For years Chris Van Meter, who works at Explore Minnesota Tourism, kept his his old cell phones.
"I then purchase a SIM card and prepaid programs locally, rather than pay the international rates," he says. Often a passport is needed to register your account.
And, if you have questions about using a SIM when you arrive, visit a phone company directly (airports or train stations are both good bets).
If you travel often, consider purchasing an international phone. For example, the BlackBerry World Edition comes unlocked and ready to go. However, ask for a map of the region you're visiting to see if it's covered. Next, call your phone company and ask about their international plans.
For example, Dalziel's boss can call Canada from China for $2.50 per minute; Europe to Canada is $1.50 per minute.

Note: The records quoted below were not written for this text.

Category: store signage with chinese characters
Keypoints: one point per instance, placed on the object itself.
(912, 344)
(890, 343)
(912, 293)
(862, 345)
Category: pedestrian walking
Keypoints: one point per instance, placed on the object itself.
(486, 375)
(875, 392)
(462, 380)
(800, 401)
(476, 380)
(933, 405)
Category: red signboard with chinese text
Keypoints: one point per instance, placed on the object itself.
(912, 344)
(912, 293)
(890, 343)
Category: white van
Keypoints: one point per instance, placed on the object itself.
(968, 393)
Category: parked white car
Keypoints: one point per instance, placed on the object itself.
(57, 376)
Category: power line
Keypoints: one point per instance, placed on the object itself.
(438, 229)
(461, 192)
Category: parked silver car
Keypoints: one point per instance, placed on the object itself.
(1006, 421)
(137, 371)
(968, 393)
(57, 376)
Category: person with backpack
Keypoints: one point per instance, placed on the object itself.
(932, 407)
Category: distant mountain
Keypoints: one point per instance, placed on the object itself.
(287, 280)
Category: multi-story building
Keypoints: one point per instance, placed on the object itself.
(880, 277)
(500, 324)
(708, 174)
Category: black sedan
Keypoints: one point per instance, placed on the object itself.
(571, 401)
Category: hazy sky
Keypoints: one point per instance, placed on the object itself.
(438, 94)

For U.S. travellers, Rogers offers a package costing $40 for 40 minutes of roaming, 100 sent text messages and unlimited incoming texts.
You can also buy an international phone online; for example, according to WirelessTraveler.com, it costs about $100 for a SIM card, a U.S. and U.K. phone number and some talk minutes included.
"It can be a last minute decision," says Stephen Smith, vice-president of marketing and communications for Vision Travel Group based in Toronto. "[Or] You can put it in your drawer and take it out when you're going on a trip." Phones arrive in two business days.
If you're calling home it's typically $1 per minute (from Europe), depending on your location. Incoming calls, from about 60 countries, are also free.
For example, calling Canada from Croatia is $1.24 a minute, plus a one-time 40 cent connection fee for all outgoing calls.
Travellers can either purchase minutes or charge directly to credit cards.
Another bonus: these cell phones work in over 200 countries. For example, many domestic cellphones are Europe-friendly, but hop over to Australia and you're out of luck.
Renting a phone
While you can rent a phone before you leave, or rent one abroad, renting overseas is cheaper: phones range between $25 and $50 (in Europe) for the phone only.
If you rent before you leave, companies such as CelloMobile.com and GobalCellularRental.com ship phones equipped with SIM cards; rates begin around $70 and incoming calls are free in 80 countries.
The problem with these phones, however, is shipping, which costs between $15 and $35 for next day delivery -- each way.
Prepaid phone cards
Toronto-based travel writer Kate Pocock leaves her phone at home; instead, she buys a phone card in the country she's visiting. "I've often found it cheaper to buy a local phone card for $5 or $10 and use it from hotels, pay phones, etc., if I need to make a lot of calls. They are readily available at tobacco shops or convenience stores and hotel gift shops."
Phone companies also sell phone cards in Canada. The rates are the same if you're a customer or not; if not, Bell sets you up with an account and you can pay when you return home. It is not cheap, but is convenient; for example, calling from Croatia to Canada the first minute is $5.12 and $2.13 after. If calling from Italy, it's $4.33 for the first minute and $1.34 after.
Or, if all else fails, newsstands also sell phone calls or post offices often offer phone services.
Melanie Chambers is a freelance writer based in London, Ont.